In Hecla Emissions Management analysis it is suggested that the shipping industry could be liable for €3.1 billion in 2024, €5.7 billion in 2025 and €8.4 billion in 2026.

Greek shipping tycoon George Procopiou, chairman of Dynacom Tankers Management and owner of the largest shipyard of Greece, the Skaramangas Shipyards, whose name “figures” in the 100 most important people in shipping on an annual basis, also criticized the EU ETS scheme during the internationally renowned Maritime Cyprus 2023 Conference.

Speaking about the future of EU shipping, George Prokopiou noted that “Europe is shooting itself in the foot,” adding that the shipping industry would be better off focusing on energy efficiency measures, rather than hindering growth through restrictive policies.

Meanwhile, the European Shortsea Network (ESN), which represents the main stakeholders involved in the intermodal maritime transport chain, requests a modification of the European Emissions Trading Scheme (EU – ETS), as well as a moratorium on it while the modification takes place.

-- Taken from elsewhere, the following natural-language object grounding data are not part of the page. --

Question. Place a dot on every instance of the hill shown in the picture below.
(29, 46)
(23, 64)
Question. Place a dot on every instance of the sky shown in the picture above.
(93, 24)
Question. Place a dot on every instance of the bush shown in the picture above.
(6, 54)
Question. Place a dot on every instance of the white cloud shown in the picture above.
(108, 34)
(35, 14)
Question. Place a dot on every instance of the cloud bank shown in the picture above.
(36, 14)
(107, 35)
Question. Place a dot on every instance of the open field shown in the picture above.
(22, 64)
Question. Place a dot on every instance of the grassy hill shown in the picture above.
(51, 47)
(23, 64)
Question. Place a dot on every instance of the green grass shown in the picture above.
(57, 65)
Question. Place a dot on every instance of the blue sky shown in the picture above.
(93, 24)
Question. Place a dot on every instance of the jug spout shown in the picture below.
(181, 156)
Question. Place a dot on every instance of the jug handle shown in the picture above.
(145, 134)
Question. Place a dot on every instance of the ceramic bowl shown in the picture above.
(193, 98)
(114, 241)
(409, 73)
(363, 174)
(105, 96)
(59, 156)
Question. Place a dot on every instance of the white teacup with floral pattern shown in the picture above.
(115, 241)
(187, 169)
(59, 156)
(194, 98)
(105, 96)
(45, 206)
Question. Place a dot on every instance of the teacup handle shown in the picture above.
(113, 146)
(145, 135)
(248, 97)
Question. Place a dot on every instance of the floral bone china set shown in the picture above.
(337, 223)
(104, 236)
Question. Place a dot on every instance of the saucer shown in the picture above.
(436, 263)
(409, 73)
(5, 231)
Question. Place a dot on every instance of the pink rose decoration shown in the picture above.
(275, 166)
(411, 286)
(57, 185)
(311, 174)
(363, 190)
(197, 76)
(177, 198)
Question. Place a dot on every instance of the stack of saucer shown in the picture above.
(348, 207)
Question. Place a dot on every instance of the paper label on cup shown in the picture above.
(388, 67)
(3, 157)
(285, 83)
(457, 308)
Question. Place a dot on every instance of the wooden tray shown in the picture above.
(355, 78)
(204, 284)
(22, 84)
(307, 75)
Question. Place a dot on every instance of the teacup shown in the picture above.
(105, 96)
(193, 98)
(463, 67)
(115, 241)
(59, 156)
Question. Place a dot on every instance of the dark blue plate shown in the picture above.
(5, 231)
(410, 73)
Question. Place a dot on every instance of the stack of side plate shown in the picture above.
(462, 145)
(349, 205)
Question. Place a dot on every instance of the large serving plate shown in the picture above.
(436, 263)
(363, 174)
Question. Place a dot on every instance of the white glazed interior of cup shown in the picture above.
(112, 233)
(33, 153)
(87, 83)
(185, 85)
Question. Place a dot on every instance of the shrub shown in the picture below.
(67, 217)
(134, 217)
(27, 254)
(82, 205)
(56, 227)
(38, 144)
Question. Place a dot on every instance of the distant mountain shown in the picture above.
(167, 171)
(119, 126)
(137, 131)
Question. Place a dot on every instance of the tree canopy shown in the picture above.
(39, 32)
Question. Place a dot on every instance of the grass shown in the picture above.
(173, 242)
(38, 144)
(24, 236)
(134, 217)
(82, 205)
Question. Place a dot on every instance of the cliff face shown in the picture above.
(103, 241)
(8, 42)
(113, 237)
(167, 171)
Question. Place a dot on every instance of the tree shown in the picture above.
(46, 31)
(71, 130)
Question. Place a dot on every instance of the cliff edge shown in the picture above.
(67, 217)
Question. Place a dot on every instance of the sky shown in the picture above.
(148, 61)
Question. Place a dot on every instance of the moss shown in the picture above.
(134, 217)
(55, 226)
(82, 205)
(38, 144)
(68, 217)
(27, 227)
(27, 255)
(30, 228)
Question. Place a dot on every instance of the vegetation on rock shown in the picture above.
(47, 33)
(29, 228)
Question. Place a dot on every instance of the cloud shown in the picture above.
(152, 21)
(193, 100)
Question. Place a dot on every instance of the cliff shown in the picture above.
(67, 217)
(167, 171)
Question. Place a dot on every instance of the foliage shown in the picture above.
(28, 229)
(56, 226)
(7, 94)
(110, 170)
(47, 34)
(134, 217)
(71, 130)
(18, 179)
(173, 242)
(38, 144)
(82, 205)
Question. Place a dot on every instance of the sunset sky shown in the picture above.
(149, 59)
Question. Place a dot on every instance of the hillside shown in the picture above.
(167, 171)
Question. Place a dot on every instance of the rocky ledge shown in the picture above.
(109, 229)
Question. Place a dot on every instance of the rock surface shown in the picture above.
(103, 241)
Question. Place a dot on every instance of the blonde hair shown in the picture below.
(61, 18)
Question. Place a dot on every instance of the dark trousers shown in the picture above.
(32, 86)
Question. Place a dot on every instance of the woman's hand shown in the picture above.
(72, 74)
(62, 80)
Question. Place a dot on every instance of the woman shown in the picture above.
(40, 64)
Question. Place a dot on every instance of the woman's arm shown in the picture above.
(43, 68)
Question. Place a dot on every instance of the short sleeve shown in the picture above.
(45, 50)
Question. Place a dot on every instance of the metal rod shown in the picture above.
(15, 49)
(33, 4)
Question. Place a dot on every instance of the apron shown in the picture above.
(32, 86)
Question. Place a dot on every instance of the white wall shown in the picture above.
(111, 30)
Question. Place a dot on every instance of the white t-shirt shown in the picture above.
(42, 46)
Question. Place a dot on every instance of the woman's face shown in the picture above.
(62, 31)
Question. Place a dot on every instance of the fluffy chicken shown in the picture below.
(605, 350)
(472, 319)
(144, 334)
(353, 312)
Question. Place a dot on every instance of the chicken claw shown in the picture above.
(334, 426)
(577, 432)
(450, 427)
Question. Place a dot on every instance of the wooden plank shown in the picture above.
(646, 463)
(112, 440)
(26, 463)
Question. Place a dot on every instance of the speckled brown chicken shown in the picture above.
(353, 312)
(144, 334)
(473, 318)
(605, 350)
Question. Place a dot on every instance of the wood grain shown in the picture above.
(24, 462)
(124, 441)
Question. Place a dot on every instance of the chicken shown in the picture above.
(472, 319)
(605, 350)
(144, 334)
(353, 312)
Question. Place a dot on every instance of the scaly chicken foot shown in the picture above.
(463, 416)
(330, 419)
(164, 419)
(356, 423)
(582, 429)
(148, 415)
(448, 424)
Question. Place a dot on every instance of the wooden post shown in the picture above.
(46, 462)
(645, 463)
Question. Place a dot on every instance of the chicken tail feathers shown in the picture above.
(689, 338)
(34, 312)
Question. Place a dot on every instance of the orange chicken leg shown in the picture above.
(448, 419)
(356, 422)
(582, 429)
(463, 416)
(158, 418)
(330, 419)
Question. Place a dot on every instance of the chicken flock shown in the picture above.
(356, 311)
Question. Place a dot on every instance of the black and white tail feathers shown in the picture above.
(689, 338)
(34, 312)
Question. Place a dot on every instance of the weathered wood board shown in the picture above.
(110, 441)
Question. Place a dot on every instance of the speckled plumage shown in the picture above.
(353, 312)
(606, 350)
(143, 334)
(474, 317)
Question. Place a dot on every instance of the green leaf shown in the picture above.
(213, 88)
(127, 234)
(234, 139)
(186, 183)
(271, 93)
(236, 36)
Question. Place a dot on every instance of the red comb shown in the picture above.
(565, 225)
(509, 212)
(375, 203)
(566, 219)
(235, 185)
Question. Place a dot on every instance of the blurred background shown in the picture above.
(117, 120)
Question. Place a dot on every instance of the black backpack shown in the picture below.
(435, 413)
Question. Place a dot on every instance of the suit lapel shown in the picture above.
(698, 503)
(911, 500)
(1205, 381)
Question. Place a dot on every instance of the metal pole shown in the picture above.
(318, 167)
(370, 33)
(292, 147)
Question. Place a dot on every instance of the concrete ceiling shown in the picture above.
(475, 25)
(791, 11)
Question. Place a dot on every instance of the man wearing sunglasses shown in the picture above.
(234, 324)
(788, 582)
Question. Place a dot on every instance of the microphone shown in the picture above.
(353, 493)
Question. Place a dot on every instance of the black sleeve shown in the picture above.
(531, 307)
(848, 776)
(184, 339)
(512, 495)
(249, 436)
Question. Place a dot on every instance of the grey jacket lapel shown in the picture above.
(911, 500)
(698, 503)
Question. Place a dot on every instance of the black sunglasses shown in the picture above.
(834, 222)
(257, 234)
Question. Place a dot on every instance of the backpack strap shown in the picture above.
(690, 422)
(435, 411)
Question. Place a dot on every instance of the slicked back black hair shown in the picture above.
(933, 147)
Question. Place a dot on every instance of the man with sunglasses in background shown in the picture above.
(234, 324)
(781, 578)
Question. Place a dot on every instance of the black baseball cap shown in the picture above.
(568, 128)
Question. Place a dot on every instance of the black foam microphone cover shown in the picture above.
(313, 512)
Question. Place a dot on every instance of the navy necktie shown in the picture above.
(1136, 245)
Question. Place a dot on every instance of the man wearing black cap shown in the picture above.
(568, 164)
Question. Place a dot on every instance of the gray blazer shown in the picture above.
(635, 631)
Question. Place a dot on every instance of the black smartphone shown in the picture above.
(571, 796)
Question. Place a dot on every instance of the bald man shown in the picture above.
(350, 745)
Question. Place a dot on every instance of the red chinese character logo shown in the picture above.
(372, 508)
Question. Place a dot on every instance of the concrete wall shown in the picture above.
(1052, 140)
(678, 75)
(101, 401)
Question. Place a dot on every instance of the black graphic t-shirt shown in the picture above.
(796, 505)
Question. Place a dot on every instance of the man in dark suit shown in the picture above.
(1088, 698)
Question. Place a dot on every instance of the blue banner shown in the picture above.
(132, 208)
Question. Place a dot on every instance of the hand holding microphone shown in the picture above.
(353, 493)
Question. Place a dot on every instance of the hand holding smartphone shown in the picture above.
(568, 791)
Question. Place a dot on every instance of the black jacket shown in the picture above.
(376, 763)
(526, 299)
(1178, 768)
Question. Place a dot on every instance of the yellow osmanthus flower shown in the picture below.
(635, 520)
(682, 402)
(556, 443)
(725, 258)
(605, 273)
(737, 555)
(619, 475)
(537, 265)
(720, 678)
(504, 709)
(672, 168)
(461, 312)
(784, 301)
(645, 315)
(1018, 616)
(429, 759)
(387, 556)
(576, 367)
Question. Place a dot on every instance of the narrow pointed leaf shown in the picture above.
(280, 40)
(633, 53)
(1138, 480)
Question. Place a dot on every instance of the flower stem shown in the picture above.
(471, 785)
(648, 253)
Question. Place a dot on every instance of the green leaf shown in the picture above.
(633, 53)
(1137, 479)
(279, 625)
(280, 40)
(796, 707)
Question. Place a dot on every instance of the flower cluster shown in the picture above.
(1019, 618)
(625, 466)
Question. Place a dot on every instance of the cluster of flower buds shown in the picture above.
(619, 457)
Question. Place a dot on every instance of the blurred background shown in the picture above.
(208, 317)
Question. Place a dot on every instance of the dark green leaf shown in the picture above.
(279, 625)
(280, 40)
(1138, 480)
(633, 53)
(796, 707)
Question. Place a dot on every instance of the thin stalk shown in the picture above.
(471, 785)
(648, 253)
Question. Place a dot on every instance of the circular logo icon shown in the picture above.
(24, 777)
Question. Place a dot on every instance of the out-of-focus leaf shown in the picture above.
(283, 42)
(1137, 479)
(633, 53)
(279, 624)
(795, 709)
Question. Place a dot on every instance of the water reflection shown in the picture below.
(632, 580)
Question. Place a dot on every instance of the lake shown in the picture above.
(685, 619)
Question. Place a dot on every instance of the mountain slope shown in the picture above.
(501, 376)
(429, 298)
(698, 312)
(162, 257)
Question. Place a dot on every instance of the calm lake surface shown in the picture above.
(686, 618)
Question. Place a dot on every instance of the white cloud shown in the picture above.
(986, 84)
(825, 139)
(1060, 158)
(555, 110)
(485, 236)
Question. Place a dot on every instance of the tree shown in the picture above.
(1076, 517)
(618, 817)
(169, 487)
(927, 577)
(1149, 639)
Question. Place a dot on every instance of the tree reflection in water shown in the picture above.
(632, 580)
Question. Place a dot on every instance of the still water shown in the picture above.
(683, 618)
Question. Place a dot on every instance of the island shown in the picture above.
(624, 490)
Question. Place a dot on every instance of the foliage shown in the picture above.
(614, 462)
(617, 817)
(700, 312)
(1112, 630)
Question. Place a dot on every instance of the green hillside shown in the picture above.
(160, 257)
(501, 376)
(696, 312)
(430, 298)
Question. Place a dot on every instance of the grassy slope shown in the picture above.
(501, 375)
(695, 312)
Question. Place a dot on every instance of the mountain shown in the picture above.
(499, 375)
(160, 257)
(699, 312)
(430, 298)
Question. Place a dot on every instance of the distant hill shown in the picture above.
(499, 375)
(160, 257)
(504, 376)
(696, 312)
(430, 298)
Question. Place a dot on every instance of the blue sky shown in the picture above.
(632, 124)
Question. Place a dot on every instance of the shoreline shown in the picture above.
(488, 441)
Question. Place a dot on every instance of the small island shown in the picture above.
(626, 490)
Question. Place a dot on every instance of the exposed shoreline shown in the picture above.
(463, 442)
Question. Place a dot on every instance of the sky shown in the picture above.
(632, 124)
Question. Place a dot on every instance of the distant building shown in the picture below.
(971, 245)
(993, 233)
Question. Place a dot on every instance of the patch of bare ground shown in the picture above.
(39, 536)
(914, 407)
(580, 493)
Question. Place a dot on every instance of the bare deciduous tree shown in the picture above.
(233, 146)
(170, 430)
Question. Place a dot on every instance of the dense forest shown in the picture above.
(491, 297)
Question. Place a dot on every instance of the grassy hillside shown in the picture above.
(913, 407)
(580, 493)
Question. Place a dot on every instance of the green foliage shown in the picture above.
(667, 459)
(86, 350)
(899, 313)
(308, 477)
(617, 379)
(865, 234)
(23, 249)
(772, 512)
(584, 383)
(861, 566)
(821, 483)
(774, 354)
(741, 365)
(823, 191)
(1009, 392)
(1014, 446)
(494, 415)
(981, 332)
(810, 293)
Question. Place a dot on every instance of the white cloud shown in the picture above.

In its official statement, ESN says that the entry into force of the EU ETS on 1 January 2024 represents a loss of competitiveness of Short Sea Shipping as it will increase the operating costs for ships calling at EU ports.

ESN notes that despite the significant efforts being made by Short Sea Shipping (SSS) companies to improve the energy efficiency of their fleet and reduce the emissions, there is currently no optimal solution for the decarbonization of maritime transport, future fuels are not defined, and the capacity to supply them to the maritime transport industry is not assured.

According to the European Shortsea Network, the entry into force of the EU ETS will cause a setback in the increase achieved in recent years in the use of the Short Sea Shipping by road freight hauliers.

The European Union is therefore called upon to modify the emissions trading system so that it is not detrimental to the overall interests of the EU and the fight against climate change.

Pending this modification, a moratorium on the entry into force of the EU ETS Directive should be approved, in order to avoid a secondary effect contrary to the intended one, the European Shortsea Network points out.  

It’s worth mentioning that Shortsea Promotion Center (SPC) Norway does not support this position but will actively work to avoid negative competitive effects vs road.

The European Shortsea Network (ESN) is the organisation that groups together all Shortsea Promotion Centers (SPCs) in the European environment, with the goal of coordinating their activities and promoting SSS through the involvement of the main international stakeholders.

Currently, 13 Short Sea Shipping Promotion Centers (Cyprus, Finland, Germany, Greece, Ireland, Italy, Malta, Norway, Poland, Portugal, Romania, Spain and Turkey) operate under the ESN with the goal of coordinating their activities at EU level and promoting SSS through the engagement of stakeholders.